Le migranti “sospese”. Sono donne giovani tra i 30 e i 44 anni che rientrano, dopo uno o due anni di lavoro all’estero, un periodo relativamente breve ma sufficiente a mettere da parte un po’ di soldi. Una delle motivazioni principali del ritorno è la paura di perdere il proprio compagno; queste donne dichiarano di non voler mettere a rischio l’equilibrio familiare prolungando la permanenza all’estero. A volte la motivazione è legata al fatto che i figli sono divenuti ormai grandi e autonomi economicamente: “Viene a mancare il motivo che giustifica l’assenza prolungata delle migranti”. In questa “categoria” ci sono anche donne anziane; hanno lavorato a lungo in Italia pur non avendo mai intenzione di stabilirvisi definitivamente: non hanno richiesto il ricongiungimento familiare e dopo tanti anni di lavoro rientrano per invecchiare in patria, “sperando di avere al proprio fianco i familiari che hanno a lungo mantenuto”. Una delle intervistate da Francesca Vianello racconta: “Com’è stato il ritorno? Come un secchio di acqua fredda sulla testa. Perché mi sembrava tutto diverso. In meglio o in peggio? Era tutto lontano. Facevo fatica a comprendere, sono stata chiusa per un mese prima di capire dov’ero, forse perché non ero abituata a girare. È stato uno stress, come ho fatto fatica ad ambientarmi in Italia, lo stesso quando sono tornata in Ucraina. Cos’è che le era più difficile? Anche andare in negozio, chiedevo sempre a mia mamma di venire con me”.

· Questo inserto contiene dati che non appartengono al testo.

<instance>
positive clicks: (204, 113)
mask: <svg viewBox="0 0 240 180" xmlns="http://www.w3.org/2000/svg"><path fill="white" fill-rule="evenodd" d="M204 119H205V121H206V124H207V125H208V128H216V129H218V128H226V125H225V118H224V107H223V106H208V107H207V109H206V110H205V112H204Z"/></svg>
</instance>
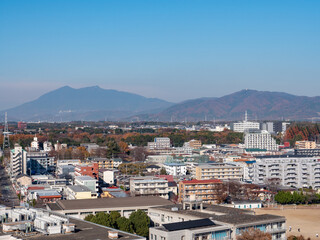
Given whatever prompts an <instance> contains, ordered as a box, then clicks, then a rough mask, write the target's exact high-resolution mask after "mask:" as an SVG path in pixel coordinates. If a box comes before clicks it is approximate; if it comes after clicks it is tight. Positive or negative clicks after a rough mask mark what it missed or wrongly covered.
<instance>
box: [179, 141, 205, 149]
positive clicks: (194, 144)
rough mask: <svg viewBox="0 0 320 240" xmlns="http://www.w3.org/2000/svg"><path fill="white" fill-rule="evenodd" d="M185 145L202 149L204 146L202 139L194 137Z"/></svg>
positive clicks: (185, 142)
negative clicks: (200, 148) (196, 139)
mask: <svg viewBox="0 0 320 240" xmlns="http://www.w3.org/2000/svg"><path fill="white" fill-rule="evenodd" d="M183 146H184V147H189V148H192V149H200V148H201V146H202V143H201V140H195V139H192V140H190V141H189V142H185V143H184V144H183Z"/></svg>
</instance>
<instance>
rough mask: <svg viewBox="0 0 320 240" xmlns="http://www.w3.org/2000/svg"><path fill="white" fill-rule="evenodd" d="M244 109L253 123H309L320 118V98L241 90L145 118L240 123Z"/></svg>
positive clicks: (166, 120)
mask: <svg viewBox="0 0 320 240" xmlns="http://www.w3.org/2000/svg"><path fill="white" fill-rule="evenodd" d="M246 110H247V111H248V113H249V116H250V118H251V119H252V120H253V119H260V120H268V119H269V120H280V119H282V118H285V119H292V120H308V119H311V118H313V117H320V116H319V113H320V97H304V96H295V95H291V94H287V93H282V92H266V91H256V90H242V91H239V92H235V93H232V94H230V95H226V96H223V97H220V98H202V99H194V100H188V101H185V102H182V103H179V104H175V105H173V106H171V107H169V108H167V109H165V110H163V111H161V112H159V113H157V114H153V115H148V116H145V115H144V117H145V118H146V119H147V120H159V121H169V120H170V119H172V120H174V121H184V120H187V121H195V120H196V121H198V120H205V119H207V120H213V119H216V120H241V119H243V117H244V112H245V111H246Z"/></svg>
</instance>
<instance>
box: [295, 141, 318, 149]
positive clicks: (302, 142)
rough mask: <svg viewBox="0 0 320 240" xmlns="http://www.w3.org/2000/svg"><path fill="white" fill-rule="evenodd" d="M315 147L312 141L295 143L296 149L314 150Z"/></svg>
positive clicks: (300, 141)
mask: <svg viewBox="0 0 320 240" xmlns="http://www.w3.org/2000/svg"><path fill="white" fill-rule="evenodd" d="M316 147H317V145H316V142H313V141H296V143H295V148H296V149H315V148H316Z"/></svg>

Causa della crisi dei rapporti. Lo studio dimostra che “la disgregazione della famiglia è al centro delle accuse che vengono rivolte alle migranti”. Sono i rapporti con i figli ad incrinarsi maggiormente, anche se questi “riconoscono il sacrificio delle madri e sono loro grati”. Più difficile il rapporto tra madri e figlie, cresciute da sole e per questo maggiormente indipendenti. Non riescono più a sopportare i “modi autoritari” delle mamme e non accettano di essere trattate come bambine. (cch)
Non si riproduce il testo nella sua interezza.